El pasado 18 de septiembre Ignacio Aguado, vicepresidente de la Comunidad de Madrid, emitió la siguiente declaración: «Podemos elegir ser virus y colaborar con nuestros comportamientos a extender y propagar el virus […] y que todo esto sea en balde o podemos elegir ser vacuna […] protegernos y proteger a los nuestros, usar mascarilla».
A nadie debería sonarle descabellada esta inocente apelación a la responsabilidad ciudadana dada la actual situación. Sin lugar a dudas, se ha convertido en el recurso estrella de nuestros líderes en estos momentos tan complicados para todos. Pero nunca debemos olvidar que el infierno está plagado de buenas intenciones.
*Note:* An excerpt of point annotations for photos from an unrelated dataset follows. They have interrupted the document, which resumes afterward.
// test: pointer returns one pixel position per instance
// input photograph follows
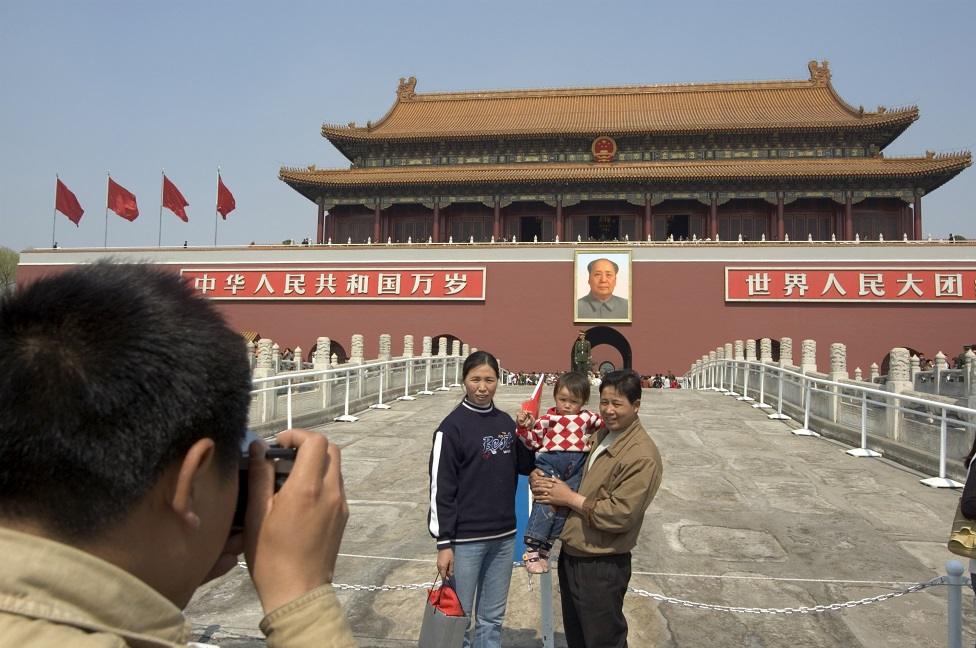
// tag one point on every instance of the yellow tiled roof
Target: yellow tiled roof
(702, 170)
(659, 109)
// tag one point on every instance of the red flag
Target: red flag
(66, 203)
(532, 405)
(225, 199)
(122, 201)
(173, 200)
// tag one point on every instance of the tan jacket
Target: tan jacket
(53, 595)
(618, 487)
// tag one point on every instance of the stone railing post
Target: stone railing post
(321, 361)
(320, 357)
(265, 368)
(808, 356)
(899, 380)
(786, 352)
(356, 355)
(838, 372)
(970, 376)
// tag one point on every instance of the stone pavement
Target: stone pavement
(748, 515)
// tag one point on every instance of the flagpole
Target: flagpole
(54, 225)
(161, 183)
(109, 173)
(216, 205)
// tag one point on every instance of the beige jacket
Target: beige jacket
(618, 487)
(53, 595)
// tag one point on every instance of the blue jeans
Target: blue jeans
(545, 524)
(482, 572)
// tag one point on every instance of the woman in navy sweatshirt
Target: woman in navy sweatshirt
(474, 465)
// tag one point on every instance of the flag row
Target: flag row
(123, 202)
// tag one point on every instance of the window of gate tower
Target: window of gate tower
(604, 228)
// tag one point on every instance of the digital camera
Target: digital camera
(284, 461)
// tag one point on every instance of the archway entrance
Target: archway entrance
(619, 354)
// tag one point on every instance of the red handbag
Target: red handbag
(445, 600)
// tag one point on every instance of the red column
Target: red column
(648, 230)
(436, 234)
(780, 224)
(496, 226)
(559, 218)
(713, 217)
(918, 217)
(320, 222)
(330, 227)
(848, 218)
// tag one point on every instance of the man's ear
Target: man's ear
(195, 462)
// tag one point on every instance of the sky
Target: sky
(135, 88)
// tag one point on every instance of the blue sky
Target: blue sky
(185, 86)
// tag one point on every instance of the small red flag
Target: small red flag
(225, 199)
(173, 200)
(532, 405)
(122, 201)
(66, 203)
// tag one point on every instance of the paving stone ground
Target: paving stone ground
(748, 515)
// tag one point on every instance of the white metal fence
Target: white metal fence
(929, 433)
(312, 397)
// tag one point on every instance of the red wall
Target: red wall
(679, 313)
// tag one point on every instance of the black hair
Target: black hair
(589, 266)
(477, 359)
(108, 374)
(624, 381)
(575, 383)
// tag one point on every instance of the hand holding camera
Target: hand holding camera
(292, 536)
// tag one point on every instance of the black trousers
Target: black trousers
(592, 591)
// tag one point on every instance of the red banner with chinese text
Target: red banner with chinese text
(339, 283)
(851, 284)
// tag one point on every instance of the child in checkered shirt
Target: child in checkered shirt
(561, 440)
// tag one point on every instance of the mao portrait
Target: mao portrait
(602, 286)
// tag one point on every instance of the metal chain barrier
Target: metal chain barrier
(831, 607)
(661, 598)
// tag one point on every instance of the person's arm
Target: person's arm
(442, 517)
(291, 541)
(968, 498)
(617, 511)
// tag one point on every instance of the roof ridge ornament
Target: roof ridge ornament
(406, 89)
(819, 72)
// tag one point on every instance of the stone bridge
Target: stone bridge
(748, 515)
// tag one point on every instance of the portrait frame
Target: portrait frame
(585, 308)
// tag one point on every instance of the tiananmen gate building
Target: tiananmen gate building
(721, 211)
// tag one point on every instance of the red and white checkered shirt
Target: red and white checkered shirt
(555, 432)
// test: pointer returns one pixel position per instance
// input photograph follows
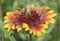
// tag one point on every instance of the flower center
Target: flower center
(32, 18)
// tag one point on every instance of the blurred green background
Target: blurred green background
(53, 32)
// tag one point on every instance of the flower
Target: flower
(32, 19)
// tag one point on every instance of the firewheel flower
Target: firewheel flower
(32, 19)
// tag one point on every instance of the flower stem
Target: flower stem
(30, 37)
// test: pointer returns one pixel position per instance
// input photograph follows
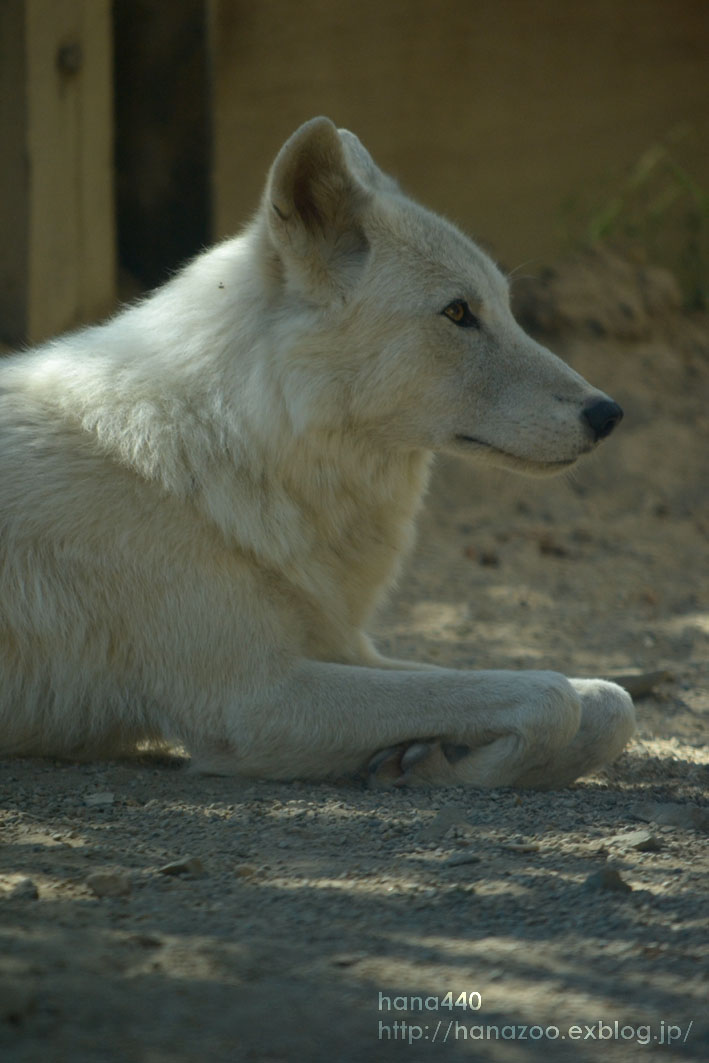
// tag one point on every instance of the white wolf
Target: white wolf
(203, 501)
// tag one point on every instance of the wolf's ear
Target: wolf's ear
(316, 203)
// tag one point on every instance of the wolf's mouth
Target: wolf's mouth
(515, 460)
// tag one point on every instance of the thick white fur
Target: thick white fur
(203, 501)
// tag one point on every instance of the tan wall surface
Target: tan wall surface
(493, 112)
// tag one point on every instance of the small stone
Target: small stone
(99, 799)
(23, 889)
(442, 822)
(607, 878)
(246, 871)
(106, 883)
(674, 814)
(459, 859)
(187, 865)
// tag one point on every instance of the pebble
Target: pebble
(23, 889)
(607, 878)
(643, 841)
(99, 799)
(186, 865)
(106, 883)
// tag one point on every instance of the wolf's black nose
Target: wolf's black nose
(602, 418)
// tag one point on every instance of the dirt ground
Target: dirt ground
(148, 914)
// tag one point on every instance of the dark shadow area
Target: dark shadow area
(163, 138)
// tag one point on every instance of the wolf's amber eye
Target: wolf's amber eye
(459, 313)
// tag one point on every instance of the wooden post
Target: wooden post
(57, 258)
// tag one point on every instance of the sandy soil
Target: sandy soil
(147, 914)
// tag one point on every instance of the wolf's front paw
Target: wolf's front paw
(419, 761)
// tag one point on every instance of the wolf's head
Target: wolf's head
(400, 326)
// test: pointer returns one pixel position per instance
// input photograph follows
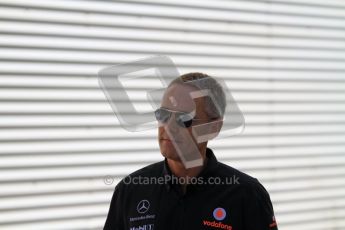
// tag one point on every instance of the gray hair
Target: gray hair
(203, 81)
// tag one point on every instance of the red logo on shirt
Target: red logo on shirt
(218, 214)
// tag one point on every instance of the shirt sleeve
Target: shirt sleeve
(115, 219)
(259, 214)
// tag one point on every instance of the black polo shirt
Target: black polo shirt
(221, 197)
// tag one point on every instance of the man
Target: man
(189, 197)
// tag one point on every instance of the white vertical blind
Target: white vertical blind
(284, 61)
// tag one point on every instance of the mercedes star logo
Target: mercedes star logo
(143, 206)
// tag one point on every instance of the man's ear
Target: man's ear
(216, 126)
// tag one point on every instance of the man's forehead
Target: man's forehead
(177, 97)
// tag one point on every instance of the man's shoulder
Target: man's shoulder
(152, 170)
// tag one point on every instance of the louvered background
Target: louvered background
(283, 60)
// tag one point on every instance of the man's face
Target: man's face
(177, 98)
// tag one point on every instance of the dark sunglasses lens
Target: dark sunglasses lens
(162, 115)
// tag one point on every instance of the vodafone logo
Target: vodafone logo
(219, 214)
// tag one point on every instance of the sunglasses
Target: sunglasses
(183, 119)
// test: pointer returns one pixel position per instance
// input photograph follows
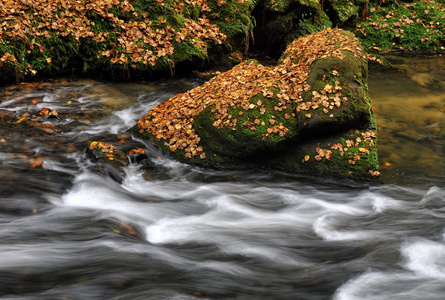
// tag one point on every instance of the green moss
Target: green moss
(415, 27)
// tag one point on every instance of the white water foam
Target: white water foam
(426, 258)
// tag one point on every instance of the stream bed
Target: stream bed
(172, 231)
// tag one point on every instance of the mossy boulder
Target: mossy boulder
(343, 12)
(256, 113)
(281, 22)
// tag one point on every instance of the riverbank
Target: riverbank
(133, 40)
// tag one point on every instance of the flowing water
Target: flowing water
(172, 231)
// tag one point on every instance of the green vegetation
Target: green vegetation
(413, 27)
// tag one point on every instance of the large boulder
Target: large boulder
(279, 115)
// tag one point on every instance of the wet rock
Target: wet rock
(310, 113)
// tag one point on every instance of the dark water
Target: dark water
(171, 231)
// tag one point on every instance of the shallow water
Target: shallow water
(171, 231)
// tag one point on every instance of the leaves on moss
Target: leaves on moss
(284, 84)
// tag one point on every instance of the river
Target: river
(172, 231)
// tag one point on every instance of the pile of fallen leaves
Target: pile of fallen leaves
(393, 26)
(125, 34)
(172, 121)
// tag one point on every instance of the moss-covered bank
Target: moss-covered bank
(256, 113)
(123, 39)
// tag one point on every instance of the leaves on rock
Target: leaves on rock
(172, 121)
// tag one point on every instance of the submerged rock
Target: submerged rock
(278, 115)
(112, 161)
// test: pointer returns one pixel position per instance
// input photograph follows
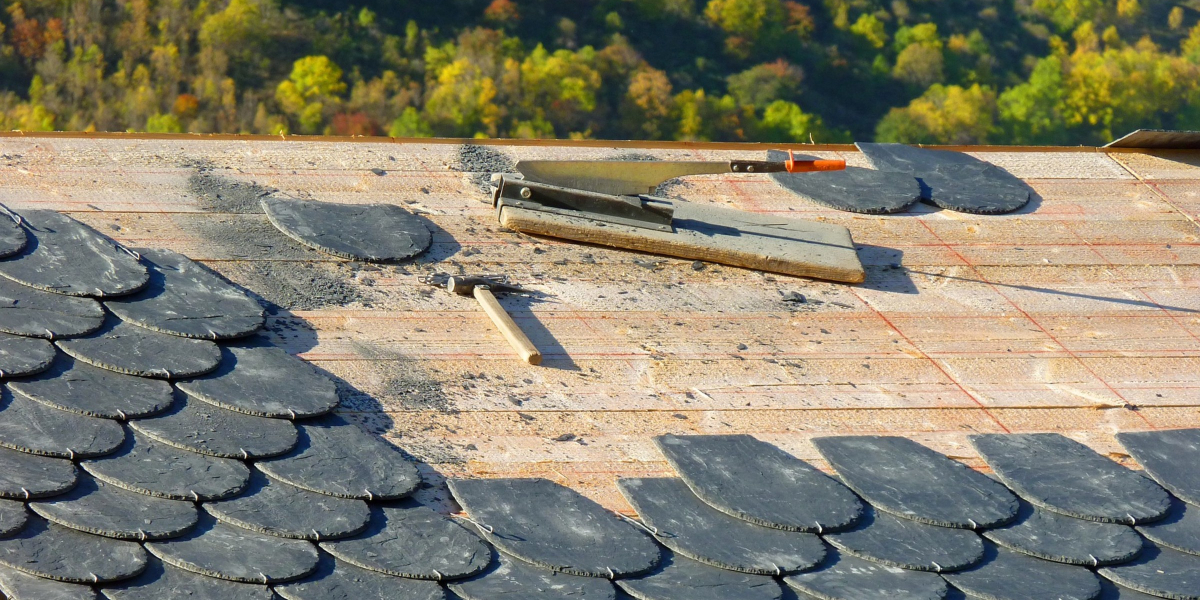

Hace ya tiempo que el binomio salud-enfermedad pasó a concebirse desde una perspectiva claramente individualista, donde la piedra angular de nuestro estado de salud recae en los comportamientos y actitudes personales. La decimonónica edad de oro de la medicina, en la que la salud pública se erigió como salvaguarda del perfecto desarrollo y plenitud de los estados y sus ciudadanos, ha quedado atrás.
Así, llevamos mucho tiempo estigmatizando y responsabilizando a las personas de las enfermedades que padecen. Las patologías cardiovasculares, la obesidad, el cáncer o la salud mental representan algunos ejemplos. En ellas, aludimos a los estilos de vida o a la carga genética —los llamados factores de riesgo— reduciéndolos a la causa única de la afección. Del mismo modo, las estrategias terapéuticas pasan por la modificación de dichos hábitos, o la administración de una milagrosa bala mágica en forma de comprimido que todo lo curará. Qué fácil se hace olvidarnos del mundo que nos rodea, del complejo entramado económico y social que, en fondo y superficie, nos lleva a enfermar.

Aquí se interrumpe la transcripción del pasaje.